Bene, benissimo, questa denuncia! Sicuro, bisogna fermare questa deriva. Ma chi ha tollerato e continua a tollerare e ad alimentare tale clima? Chi oggi denuncia ha la coscienza tranquilla? In attesa che chi deve (molti) faccia qualche attendibile riflessione e severissima autocritica, sarà bene continuare o cominciare, tutti e ciascuno, a fare ciò che si deve fare, soprattutto quelli che sono autorizzati a ritenersi esentati dall’obbligo di autocritica. Debbo dire che spesso, di fronte ai mille episodi che ci parlano di superficialità, indifferenza e peggio, per i fenomeni di degrado, sono preso dallo sconforto, ma poi mi basta registrare un segno contrario e mi ricredo. E questa volta per me il segno è stato molto forte, a conferma peraltro che le attività educative organizzate sono l’aspetto essenziale di una possibile strategia di contrasto del degrado che voglia essere efficace.

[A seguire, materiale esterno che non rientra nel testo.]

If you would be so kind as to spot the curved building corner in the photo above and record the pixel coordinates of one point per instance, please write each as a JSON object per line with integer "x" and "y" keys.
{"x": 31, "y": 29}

I tre giorni di “Orvieto in Philosophia”, chiusisi venerdi 1° dicembre con un successo straordinario di partecipazione qualitativa e quantitativa di studenti, docenti e cittadini interessati, hanno dimostrato che nelle nostre scuole e nella stessa società non c’è solo un importante potenziale intellettuale ma anche una sicura riserva di eticità, che si tratta di coltivare e far emergere. Si è visto lì come in concreto l’esercizio del pensiero critico può diventare strategico, difficile e impegnativo sì, ma anche per questo coinvolgente e appassionante. La battaglia del futuro, volendo, si può fare con qualche speranza.
L’opinione di Leoni
Condivido con Franco la soddisfazione per la risuscita dell’iniziativa “Orvieto in Philosophia” e mi complimento. Un evento degno della illustre storia della nostra città, in cui splendette il genio di Tommaso d’Aquino. Quanto alle osservazioni agrodolci di Franco sulla presente situazione internazionale, vorrei dire sommessamente alcune cose. Provvidenzialmente la vita umana è troppo breve per occuparsi di tutte le cosmologie, le religioni, le mistiche e le filosofie vive e defunte. Perciò siamo costretti ad accontentarci di sopravvivere con le poche certezze che ci hanno trasmesso i nostri genitori e le altre persone che ci hanno voluto bene, e con qualche altra certezza direttamente acquisita. Ciò non toglie che non dobbiamo rinunciare a pensare. Ma senza esagerare. E per fortuna vi sono i poeti, che rinfrescano con grazia le menti scaldate dallo sforzo di pensare. In un delizioso componimento, Giovanni Prati mette in bocca a Igea, la dea della salute, versi che ingentiliscono il proverbio popolare “basta la salute”:
“… Salvate, oimè! le membra / dal tarlo del pensiero! / a voi daccanto è il vero / più che talor non sembra. / L’uom che lo chiese altrove / dannato è sul macigno, / e lo sparvier maligno / fa le vendette a Giove. / In voi, terrestri, mesce / vario vigor Natura; / ma chi non tien misura, / alla gran madre incresce. / Destrier che l’ira invade, / fatto demente al corso, / sui piè barcolla, il morso / bagna di sangue… e cade…”
Resta il fatto che la salute è un bene precario, come precaria è la nostra vita e quella dell’umanità. Tornando alla presente situazione internazionale, come non vedere nei comportamenti di Donald Trump e di Kim Jong-un, cioè nel presidente democratico della più potente nazione mondiale e nel dittatorello di un piccolo e affamato popolo asiatico, la stessa follia? Quella follia che coinvolge tutti gli esseri umani fino a che, digiunando ciascuno nel proprio deserto, non abbiano resistito alle tentazioni del denaro e del potere.